Of course, there is some theory about non-response. There are good solutions for item non-response which means that there are some questions, that were not answered, but others were and these answers as well as the answers of other people can be used to fill the gaps by multiple imputation (see Rubin 1987). But there are no practical solutions for unit non-response, i.e. if a person refuses to take part in an interview at all. We know that unit non-response does not harm, if it is “missing at random”, which means that the data collected are independent of the probability of non-response. But we know as well that this assumption in general is not true. There is some work on a method that requires that a random sample of the non-responders can be sampled by increasing the effort (e.g. Thripati 1997). But this is not realistic and consequently normally not applied in practice.

We must state we have a big problem that is not yet solved by science.

Does this mean, that the time of representative sampling is over, as a marketing manager put it at an ESOMAR conference 10 years ago? Are representative samples made obsolete because of big data? The answer is a clear No.

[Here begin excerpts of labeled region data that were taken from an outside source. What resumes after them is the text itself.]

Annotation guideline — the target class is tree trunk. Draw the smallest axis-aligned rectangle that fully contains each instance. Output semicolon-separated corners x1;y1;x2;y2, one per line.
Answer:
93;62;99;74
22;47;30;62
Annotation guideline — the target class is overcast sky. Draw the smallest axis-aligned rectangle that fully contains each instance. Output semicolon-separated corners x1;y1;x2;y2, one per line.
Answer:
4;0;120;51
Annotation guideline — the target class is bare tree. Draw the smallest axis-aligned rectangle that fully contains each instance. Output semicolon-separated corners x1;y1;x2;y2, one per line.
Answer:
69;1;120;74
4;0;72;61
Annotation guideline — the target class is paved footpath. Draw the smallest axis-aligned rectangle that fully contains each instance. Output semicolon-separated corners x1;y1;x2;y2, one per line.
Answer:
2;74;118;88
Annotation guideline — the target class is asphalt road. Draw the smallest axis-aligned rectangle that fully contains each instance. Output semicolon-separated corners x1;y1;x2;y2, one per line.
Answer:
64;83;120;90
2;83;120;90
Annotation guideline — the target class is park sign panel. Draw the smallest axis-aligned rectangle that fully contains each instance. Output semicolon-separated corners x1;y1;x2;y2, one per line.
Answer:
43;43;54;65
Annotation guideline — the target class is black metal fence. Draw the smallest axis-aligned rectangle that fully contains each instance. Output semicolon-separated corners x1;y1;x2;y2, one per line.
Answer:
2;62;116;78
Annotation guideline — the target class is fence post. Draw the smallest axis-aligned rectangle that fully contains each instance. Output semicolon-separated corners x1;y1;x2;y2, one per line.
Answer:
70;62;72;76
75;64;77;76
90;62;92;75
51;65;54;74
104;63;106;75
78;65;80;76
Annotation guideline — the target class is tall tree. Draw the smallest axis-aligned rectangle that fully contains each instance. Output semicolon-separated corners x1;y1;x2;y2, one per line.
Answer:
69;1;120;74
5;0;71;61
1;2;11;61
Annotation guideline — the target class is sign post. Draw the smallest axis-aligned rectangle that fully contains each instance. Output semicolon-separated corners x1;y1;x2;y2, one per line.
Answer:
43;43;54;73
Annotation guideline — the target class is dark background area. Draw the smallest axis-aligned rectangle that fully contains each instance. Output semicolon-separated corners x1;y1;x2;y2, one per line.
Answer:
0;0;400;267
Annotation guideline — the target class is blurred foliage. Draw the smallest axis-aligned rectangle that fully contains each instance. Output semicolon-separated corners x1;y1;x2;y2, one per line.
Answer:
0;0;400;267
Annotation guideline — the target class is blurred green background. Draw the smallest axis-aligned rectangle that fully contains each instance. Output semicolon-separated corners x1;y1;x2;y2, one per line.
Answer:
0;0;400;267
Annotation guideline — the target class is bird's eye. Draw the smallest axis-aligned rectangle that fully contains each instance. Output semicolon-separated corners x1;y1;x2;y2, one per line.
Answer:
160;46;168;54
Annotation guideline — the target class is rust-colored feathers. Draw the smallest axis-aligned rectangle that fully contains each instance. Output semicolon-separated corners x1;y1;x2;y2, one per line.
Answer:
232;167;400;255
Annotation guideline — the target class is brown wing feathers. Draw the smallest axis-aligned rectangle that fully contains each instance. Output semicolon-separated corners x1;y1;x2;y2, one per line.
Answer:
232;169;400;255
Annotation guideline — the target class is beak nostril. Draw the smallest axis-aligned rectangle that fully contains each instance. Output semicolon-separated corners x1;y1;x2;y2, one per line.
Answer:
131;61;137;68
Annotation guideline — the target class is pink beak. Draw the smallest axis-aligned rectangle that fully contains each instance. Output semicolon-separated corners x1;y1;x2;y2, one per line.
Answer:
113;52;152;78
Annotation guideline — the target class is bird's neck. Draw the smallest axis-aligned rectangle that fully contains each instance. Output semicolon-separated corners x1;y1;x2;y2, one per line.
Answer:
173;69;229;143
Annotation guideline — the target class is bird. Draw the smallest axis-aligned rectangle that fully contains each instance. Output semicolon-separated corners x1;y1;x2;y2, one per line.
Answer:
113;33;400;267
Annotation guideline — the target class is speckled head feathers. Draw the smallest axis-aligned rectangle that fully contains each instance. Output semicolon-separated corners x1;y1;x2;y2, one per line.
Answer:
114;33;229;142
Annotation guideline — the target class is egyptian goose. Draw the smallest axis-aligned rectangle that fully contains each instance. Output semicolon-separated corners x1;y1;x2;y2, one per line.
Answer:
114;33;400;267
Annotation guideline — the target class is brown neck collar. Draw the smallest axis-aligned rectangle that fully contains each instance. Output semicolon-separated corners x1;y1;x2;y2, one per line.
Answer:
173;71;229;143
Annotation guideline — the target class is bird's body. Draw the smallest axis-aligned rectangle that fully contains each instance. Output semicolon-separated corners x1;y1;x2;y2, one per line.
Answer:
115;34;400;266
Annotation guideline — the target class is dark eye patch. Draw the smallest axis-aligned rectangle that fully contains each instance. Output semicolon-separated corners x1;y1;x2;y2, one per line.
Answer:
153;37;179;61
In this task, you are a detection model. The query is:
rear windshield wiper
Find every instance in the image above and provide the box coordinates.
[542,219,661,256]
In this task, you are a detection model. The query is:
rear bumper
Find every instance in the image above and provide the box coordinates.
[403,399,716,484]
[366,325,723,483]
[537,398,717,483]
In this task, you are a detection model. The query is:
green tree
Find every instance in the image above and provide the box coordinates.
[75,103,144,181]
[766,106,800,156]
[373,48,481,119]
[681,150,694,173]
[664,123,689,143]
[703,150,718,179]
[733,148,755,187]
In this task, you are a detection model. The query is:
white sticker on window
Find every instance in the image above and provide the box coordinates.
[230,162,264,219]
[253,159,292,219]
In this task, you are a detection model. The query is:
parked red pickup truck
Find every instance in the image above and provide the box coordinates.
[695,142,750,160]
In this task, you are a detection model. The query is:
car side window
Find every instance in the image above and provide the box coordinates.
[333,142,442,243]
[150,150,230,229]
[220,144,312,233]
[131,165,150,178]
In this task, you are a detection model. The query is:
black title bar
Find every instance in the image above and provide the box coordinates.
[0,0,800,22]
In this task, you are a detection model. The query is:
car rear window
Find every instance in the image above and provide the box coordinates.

If a problem of society or in marketing is to be evaluated and it must be estimated, how much money is needed to address the problem, you need reliable figures about how many people are affected.

Does this mean, that everything is allowed in sampling? Not at all. In the contrary. The fact that theory is lacking makes it much more difficult to get to representative samples. A lot of experience is needed for that. Very often as much random procedures as possible are applied. For this science is still helpful. But from a certain point onwards very often you have to apply carefully selected non-random procedures to get to a balanced sample.

This is not the place to show in detail and for different situations how to do that. But one example might demonstrate how this might work.

In TV audience measurement technical equipment must be installed in the households. Of course, response rates are very low. One possible way is to make short questionnaires with a lot of people collecting their important structural variables like household size, how they get their TV signal etc. In the end of the interview the interviewees are told how the TV audience measurement works and are asked whether they are willing to take part in such a system. If a household leaves the panel and must be replaced a random draw is taken from those households interviewed with equal characteristics and who were willing to take part in the system. Of course, this is not a real random sample of the universe of all TV households, but it showed to deliver good results.

What else could be done? All the efforts, to raise the response rates, training the interviewers, making questionnaires more interesting etc. And finally, there is weighting of the results, which can diminish the bias but normally cannot eliminate it and sometimes even make it worse.

What is needed as well is an open discussion between practitioners and scientists about new ways of sampling. For this it is needed that practitioners make transparent their procedures and it is needed that scientists accept that traditional random sampling where you know in advance from every element in the universe the probability for the element to become a part of the sample is not feasible any more. Let’s start such a discussion! And of course we as well have to discuss the problems of drawing representative samples from online panels as well, which were not discussed in this article.